The business is still in its infancy, with the biggest players — Blue Apron and HelloFresh — less than a decade old. But they are facing serious challenges from restaurant and grocery-delivery services, smaller niche players and even home chefs.

The struggle intensified Monday, when Blue Apron announced that it could be delisted from the New York Stock Exchange because its closing share price has been lower than $1 since early May. The company’s share price closed down 8% Monday to 68 cents.

New York-based Blue Apron said it will try to raise its stock price with a reverse stock split, which will be subject to a vote of its shareholders at the company’s annual meeting on June 13.

Subscription-based meal-kit companies face numerous problems. For one, they appeal to a small population. NPD Group, a consulting firm, estimates that just 4% of U.S. consumers have tried them.

It also costs a lot for companies to prepare, package and ship fresh ingredients, so meal prices are high.
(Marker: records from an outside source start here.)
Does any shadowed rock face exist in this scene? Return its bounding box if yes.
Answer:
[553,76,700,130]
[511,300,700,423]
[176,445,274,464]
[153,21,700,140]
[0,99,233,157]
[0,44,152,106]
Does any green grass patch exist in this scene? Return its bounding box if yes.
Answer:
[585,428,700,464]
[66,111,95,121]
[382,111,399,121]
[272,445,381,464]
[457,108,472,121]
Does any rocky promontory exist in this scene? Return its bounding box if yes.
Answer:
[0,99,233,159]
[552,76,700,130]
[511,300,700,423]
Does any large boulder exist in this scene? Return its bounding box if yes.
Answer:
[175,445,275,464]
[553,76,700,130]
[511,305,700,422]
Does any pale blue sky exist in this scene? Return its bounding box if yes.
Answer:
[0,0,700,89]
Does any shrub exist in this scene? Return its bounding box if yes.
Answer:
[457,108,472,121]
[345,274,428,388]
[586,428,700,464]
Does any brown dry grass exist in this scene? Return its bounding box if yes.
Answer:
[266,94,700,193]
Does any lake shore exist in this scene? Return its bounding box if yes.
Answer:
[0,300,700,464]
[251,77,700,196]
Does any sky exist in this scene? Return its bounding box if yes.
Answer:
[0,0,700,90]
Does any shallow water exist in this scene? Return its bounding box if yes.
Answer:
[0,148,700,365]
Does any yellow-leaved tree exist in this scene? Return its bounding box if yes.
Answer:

And once kits arrive, subscribers still have to put the ingredients together.

“Meal kits are a more expensive but less convenient option for busy people who do not have time to cook,” said Cara Brosius, a market-research analyst with Packaged Facts.

Brosius said meal-kit customers have also complained about limited menu selection, poor quality of ingredients and too much packaging.

Blue Apron hasn’t made a profit since its 2017 IPO. It has been losing customers, who quickly tire of its relatively high prices — $9.99 per serving for a two-person plan — as well as its subscription plan, which forces them to be less spontaneous. Blue Apron’s customer base fell 25% to 557,000 between 2017 and 2018.

Others have struggled. Meal-kit company Chef’d closed its doors last July. And some have been swallowed up. Albertsons grocery chain, for instance, acquired the Plated brand in 2017 while Kroger acquired Home Chef last year.

Darren Seifer, a food-industry analyst with the consulting firm NPD Group, said the meal-kit market feels like the dot-com boom of the late 1990s.

“It’s a very crowded space, with a lot of companies not paying too much attention to the bottom line,” he said. He expects consolidation, which is already happening. HelloFresh bought organic meal-kit provider Green Chef last year, for example.

Packages Facts said the U.S. meal-kit market grew 22% to $3.1 billion in 2018, but it expects that growth to decelerate over the next five years because of competition. UberEats, for example, will deliver a restaurant meal for $3.99 plus a service fee. Chefs for Seniors promises a visit from an in-home chef, 12 meal servings and cleanup for $99 plus groceries.

Seifer said there is a place for subscription-based meal plans. They have a lot of appeal for people with specific dietary needs, he said.

But he thinks the most successful companies will also branch out into grocery stores or delivery, offering on-demand meal kits.